A series of recommendations have been made by a coroner following an inquest into the death of an American tourist who died while swimming with dolphins in the Marlborough Sounds.
Emily May Harper, 27, from Denver, Colorado, died of natural causes as she swam in the Tory Channel on October 20, 2009.
She was on a trip to Australia and New Zealand with her partner Matthew Hawkins _ who had proposed to her the night before she died _ his mother Sandra and his brother Andrew.
The group signed up to a tour with Dolphin Watch EcoTour and travelled out from Picton to Tory Channel on the morning of October 20, but Mr Hawkins could not enter the water because his wetsuit was faulty so stayed on board and watched.
After about 10 minutes of the group swimming and snorkelling in the water Ms Harper was spotted face-down by staff on the boat and was rescued and taken on board.
A doctor on the trip, along with trained first aid staff members and coastguard rescue workers were unable to revive her.
In findings released today, Coroner Christopher Devonport concluded Ms Harper suffered a medical event, likely to be a cardiac arrhythmic event, which resulted in her losing consciousness while in the water.
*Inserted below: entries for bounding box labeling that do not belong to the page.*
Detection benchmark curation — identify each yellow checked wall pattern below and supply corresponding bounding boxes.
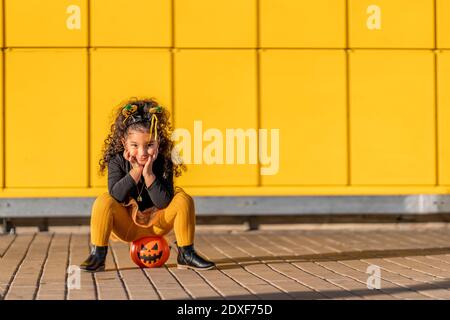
[0,0,450,197]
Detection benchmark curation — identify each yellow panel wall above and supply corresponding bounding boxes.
[437,50,450,185]
[174,49,258,186]
[90,49,172,187]
[5,49,88,188]
[436,0,450,49]
[90,0,172,47]
[350,50,436,185]
[260,0,346,48]
[260,50,347,185]
[5,0,88,47]
[0,51,5,189]
[175,0,257,48]
[348,0,434,48]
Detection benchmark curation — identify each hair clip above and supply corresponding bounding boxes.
[122,104,138,123]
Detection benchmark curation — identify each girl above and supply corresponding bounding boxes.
[80,98,214,272]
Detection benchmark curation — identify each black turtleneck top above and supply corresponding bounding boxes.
[108,153,174,211]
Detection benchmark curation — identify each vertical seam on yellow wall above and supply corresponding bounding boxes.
[0,0,6,189]
[86,1,92,188]
[256,0,260,187]
[170,0,175,129]
[344,0,351,186]
[433,0,439,186]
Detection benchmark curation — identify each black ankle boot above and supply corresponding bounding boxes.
[80,246,108,272]
[175,242,215,270]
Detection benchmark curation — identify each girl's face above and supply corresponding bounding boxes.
[122,130,158,166]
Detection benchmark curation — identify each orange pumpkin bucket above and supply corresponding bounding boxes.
[130,236,170,268]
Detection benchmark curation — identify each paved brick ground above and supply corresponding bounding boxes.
[0,226,450,300]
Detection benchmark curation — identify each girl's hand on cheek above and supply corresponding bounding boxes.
[124,150,144,183]
[143,153,158,177]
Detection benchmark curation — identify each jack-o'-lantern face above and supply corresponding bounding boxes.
[130,237,170,268]
[139,241,163,263]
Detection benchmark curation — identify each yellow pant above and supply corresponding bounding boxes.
[91,187,195,246]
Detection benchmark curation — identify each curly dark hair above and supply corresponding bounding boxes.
[98,97,187,182]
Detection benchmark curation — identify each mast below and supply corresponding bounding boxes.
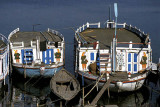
[109,5,111,28]
[113,3,118,72]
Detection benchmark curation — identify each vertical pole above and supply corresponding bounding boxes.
[113,38,116,72]
[82,74,84,106]
[60,101,63,107]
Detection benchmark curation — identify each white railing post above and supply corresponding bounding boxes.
[87,22,89,28]
[96,41,99,49]
[83,24,84,30]
[79,27,81,32]
[123,23,126,28]
[78,41,81,48]
[98,22,101,28]
[129,41,132,49]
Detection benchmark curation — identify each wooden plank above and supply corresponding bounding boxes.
[91,79,111,106]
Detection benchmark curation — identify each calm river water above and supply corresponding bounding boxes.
[0,0,160,107]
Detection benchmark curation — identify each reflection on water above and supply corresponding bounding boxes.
[0,72,160,107]
[0,0,160,107]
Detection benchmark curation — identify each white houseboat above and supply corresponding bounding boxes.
[8,28,65,78]
[0,34,9,82]
[75,21,152,92]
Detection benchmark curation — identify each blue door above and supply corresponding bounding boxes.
[21,49,33,64]
[128,53,138,73]
[42,49,54,64]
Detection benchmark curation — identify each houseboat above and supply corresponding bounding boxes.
[74,21,152,92]
[8,28,65,78]
[0,34,9,83]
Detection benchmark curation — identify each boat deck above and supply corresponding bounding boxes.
[80,28,143,49]
[0,40,7,49]
[10,31,62,47]
[110,72,142,81]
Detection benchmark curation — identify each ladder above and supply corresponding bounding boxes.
[99,52,111,72]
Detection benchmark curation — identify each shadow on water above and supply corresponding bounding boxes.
[10,70,80,107]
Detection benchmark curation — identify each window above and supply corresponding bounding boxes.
[91,53,94,60]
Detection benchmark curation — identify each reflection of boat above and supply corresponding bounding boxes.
[11,77,51,107]
[50,69,80,100]
[9,28,64,77]
[0,34,9,81]
[97,88,149,107]
[12,77,51,97]
[75,4,152,92]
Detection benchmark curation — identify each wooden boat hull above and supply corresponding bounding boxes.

At the time of Ms Harper's death, Sandra Hawkins was critical that some of the staff from Dolphin Watch were not in the water with the swimmers, Coroner Devonport said he did not consider that would have meant Ms Harper was noticed any earlier.
"In fact, observation was made from the boat by two persons almost simultaneously as to her situation, and even persons four to five feet away from her in the water could not see that she was in difficulty.''
But Coroner Devonport has made a series of recommendations for similar snorkelling and marine charter activities.
He recommended that an automatic external defibrillator and an oxygen cylinder be safely stored and used on board such commercial vessels and all employees on board should be trained first-aiders, and at least two should be trained oxygen providers.
Coroner Devonport did note in his findings that he had no criticism of the equipment provided on board the boat by Dolphin Watch.
All three staff on board had first-aid training.
He also recommended Maritime New Zealand regulations be amended to ensure manning levels were sufficient to ensure customers were not essential to providing first aid or resuscitation, rescue and emergency procedures be documented and practised regularly, and an emergency protocol for getting assistance be in place.